Seafarers advocates said the practice is blatantly discriminatory and occurs particularly in Asia, including the Philippines, a major supplier of shipboard labour.
Proponents of the tests, however, have argued that the testing is done to ensure the health of crew members.
Officials at the International Labour Organization (ILO) said in a report last year that pregnancy testing of seafarers before they board ships is a widespread practice.
“This is a form of discrimination that violates the rights of women,” it said in a study exploring challenges to the recruitment and retention of female seafarers.
ILO officials said pregnancy testing before employment may be considered a violation of the United Nations’ Maternity Protection Convention.
In Europe, labour rules already protect women from required pregnancy testing.
Contract fears
But at a meeting of stakeholders organised by the ILO in March last year, shipowners and managers recruiting in nations that allow the practice defended the testing as part of their duty to care for their seafarers’ well-being.
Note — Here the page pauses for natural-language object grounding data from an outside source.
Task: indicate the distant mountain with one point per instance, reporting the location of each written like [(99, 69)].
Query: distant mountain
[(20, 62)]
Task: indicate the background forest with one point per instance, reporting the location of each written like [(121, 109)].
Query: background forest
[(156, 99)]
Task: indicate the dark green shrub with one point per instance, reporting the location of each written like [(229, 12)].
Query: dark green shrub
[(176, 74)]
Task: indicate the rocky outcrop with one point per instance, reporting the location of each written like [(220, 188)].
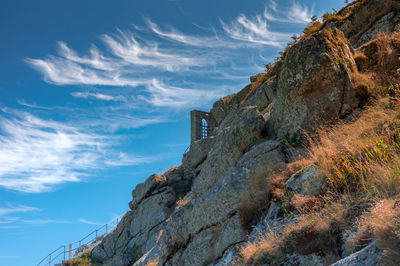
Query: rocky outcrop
[(189, 214), (152, 203), (370, 255)]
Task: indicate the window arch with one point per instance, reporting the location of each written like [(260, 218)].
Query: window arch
[(204, 128)]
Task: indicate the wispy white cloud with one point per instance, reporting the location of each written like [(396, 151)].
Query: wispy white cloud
[(98, 96), (84, 221), (255, 30), (10, 208), (151, 59), (37, 154), (296, 13), (125, 46), (215, 41), (163, 95)]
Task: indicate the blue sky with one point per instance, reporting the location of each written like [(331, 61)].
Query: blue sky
[(95, 97)]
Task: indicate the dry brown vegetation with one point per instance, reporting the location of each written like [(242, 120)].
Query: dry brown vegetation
[(152, 263), (383, 224), (360, 161), (313, 233)]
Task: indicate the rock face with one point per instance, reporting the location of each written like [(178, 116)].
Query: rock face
[(370, 255), (189, 214)]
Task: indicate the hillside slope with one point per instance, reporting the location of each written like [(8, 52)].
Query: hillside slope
[(252, 194)]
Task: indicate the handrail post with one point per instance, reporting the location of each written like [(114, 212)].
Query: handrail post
[(70, 251)]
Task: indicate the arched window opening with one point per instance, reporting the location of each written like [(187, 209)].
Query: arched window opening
[(204, 129)]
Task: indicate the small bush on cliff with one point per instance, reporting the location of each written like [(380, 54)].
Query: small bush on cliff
[(383, 224), (83, 260)]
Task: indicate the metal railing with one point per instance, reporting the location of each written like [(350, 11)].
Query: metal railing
[(71, 248)]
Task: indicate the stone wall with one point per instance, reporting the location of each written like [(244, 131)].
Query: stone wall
[(198, 128)]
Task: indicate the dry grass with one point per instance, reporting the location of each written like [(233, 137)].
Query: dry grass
[(383, 224), (347, 152), (313, 233), (361, 161), (84, 260), (152, 262), (305, 204)]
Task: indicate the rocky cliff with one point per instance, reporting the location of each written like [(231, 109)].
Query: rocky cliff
[(223, 196)]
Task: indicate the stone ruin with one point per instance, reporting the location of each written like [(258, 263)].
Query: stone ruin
[(202, 125)]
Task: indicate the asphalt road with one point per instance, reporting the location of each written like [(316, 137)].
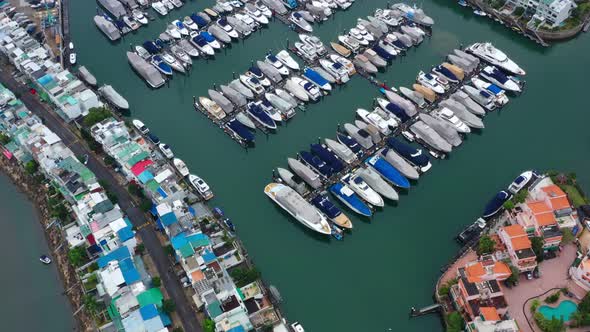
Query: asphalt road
[(147, 233)]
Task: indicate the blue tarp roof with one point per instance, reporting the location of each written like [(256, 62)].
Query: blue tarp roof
[(118, 254), (149, 311), (125, 234), (168, 219)]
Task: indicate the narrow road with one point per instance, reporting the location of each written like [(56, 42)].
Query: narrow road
[(152, 244)]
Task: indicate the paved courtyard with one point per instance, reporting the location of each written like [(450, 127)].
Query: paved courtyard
[(554, 274)]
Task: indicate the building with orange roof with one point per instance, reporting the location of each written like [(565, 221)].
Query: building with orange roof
[(519, 247)]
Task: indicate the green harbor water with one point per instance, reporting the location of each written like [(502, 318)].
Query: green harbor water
[(31, 291), (369, 281)]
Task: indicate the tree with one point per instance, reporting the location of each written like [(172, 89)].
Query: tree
[(537, 244), (156, 282), (168, 306), (455, 322), (486, 245)]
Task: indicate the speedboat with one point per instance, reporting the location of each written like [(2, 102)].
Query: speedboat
[(202, 187), (450, 117), (240, 130), (351, 43), (375, 120), (341, 150), (306, 51), (322, 203), (300, 22), (430, 82), (415, 156), (314, 42), (261, 116), (290, 201), (287, 60), (175, 64), (350, 199), (275, 62), (496, 203), (496, 76), (361, 188), (492, 55), (251, 10), (520, 182), (317, 79), (311, 90), (161, 65), (222, 23), (387, 171), (212, 108), (252, 83), (335, 69), (316, 163)]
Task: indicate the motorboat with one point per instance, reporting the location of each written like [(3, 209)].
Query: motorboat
[(341, 150), (314, 42), (287, 60), (297, 90), (315, 78), (306, 51), (261, 116), (270, 71), (181, 55), (430, 137), (161, 65), (335, 69), (415, 156), (221, 100), (241, 88), (245, 120), (160, 8), (300, 22), (496, 203), (375, 120), (387, 171), (494, 56), (446, 130), (201, 186), (361, 61), (251, 10), (212, 108), (219, 34), (304, 172), (201, 44), (462, 113), (222, 23), (344, 62), (463, 98), (214, 43), (172, 62), (349, 42), (350, 143), (350, 199), (520, 182), (429, 81), (497, 77), (275, 62), (188, 48), (322, 203), (328, 156), (361, 136), (483, 98)]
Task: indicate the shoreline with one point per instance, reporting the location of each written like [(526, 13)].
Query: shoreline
[(36, 194)]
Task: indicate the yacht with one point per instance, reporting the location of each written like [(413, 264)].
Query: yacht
[(290, 201), (492, 55), (202, 187)]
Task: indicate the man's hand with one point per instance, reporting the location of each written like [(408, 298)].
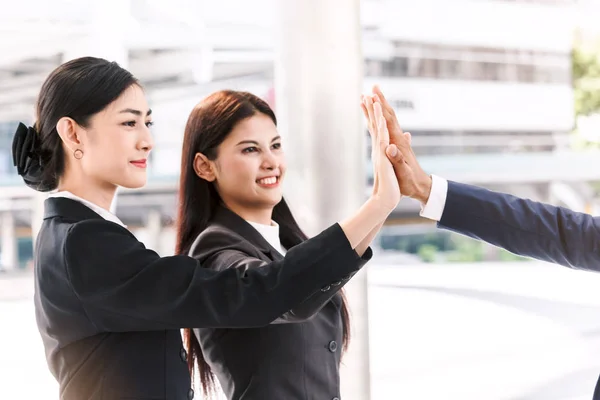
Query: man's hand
[(413, 181)]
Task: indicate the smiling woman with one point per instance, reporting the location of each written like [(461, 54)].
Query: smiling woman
[(232, 215), (109, 310)]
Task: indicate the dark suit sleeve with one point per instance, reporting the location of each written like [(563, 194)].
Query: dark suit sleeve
[(220, 250), (125, 287), (523, 227)]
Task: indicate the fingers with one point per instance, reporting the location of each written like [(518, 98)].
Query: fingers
[(377, 92), (394, 155), (368, 105), (381, 125), (362, 107)]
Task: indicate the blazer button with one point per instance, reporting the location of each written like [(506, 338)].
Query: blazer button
[(333, 346)]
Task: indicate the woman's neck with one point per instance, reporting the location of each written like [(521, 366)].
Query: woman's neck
[(101, 195), (262, 216)]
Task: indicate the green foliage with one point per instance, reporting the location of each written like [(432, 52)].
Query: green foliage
[(428, 253)]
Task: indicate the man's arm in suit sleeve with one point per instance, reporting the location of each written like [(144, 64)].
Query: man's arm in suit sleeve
[(521, 226), (218, 251)]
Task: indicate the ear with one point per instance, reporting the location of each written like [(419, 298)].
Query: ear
[(69, 132), (204, 168)]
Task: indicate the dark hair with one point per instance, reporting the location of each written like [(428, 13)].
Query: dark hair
[(207, 127), (77, 89)]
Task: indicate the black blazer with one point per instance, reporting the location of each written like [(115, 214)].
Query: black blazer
[(109, 310), (287, 359)]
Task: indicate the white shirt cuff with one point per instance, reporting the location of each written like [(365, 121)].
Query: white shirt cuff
[(437, 199)]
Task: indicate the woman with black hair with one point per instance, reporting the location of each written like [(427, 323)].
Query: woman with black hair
[(108, 309)]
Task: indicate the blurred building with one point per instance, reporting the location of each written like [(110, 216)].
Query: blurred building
[(484, 87)]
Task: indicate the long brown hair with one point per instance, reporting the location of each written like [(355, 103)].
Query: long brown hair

Some countries’ laws, they also argued, even require a health screening that includes a pregnancy test.
Although proponents of pregnancy testing have claimed that the results are shared only with health practitioners, women seafarers have alleged that the testing is used to discriminate against them in short-term contracts, according to Debbie Cavaldoro, head of strategy and policy at Nautilus International.
But it is hard to prove that shipping companies are using the practice to discriminate.
“At the moment, we’re ... trying to gather evidence of people who are brave enough to say it’s happened to them, without the risk of being blacklisted,” she said.
Caitlin Vaughan, a project manager at International Seafarers’ Welfare and Assistance Network, argued that shipping companies need to get past the idea that female seafarers will cut short their careers at sea for family reasons.
“There’s enough evidence to show that plenty of the reasons male seafarers leave seafaring is they miss their families,” she said. “We make these issues 'female issues'. That’s a really big part of the problem.”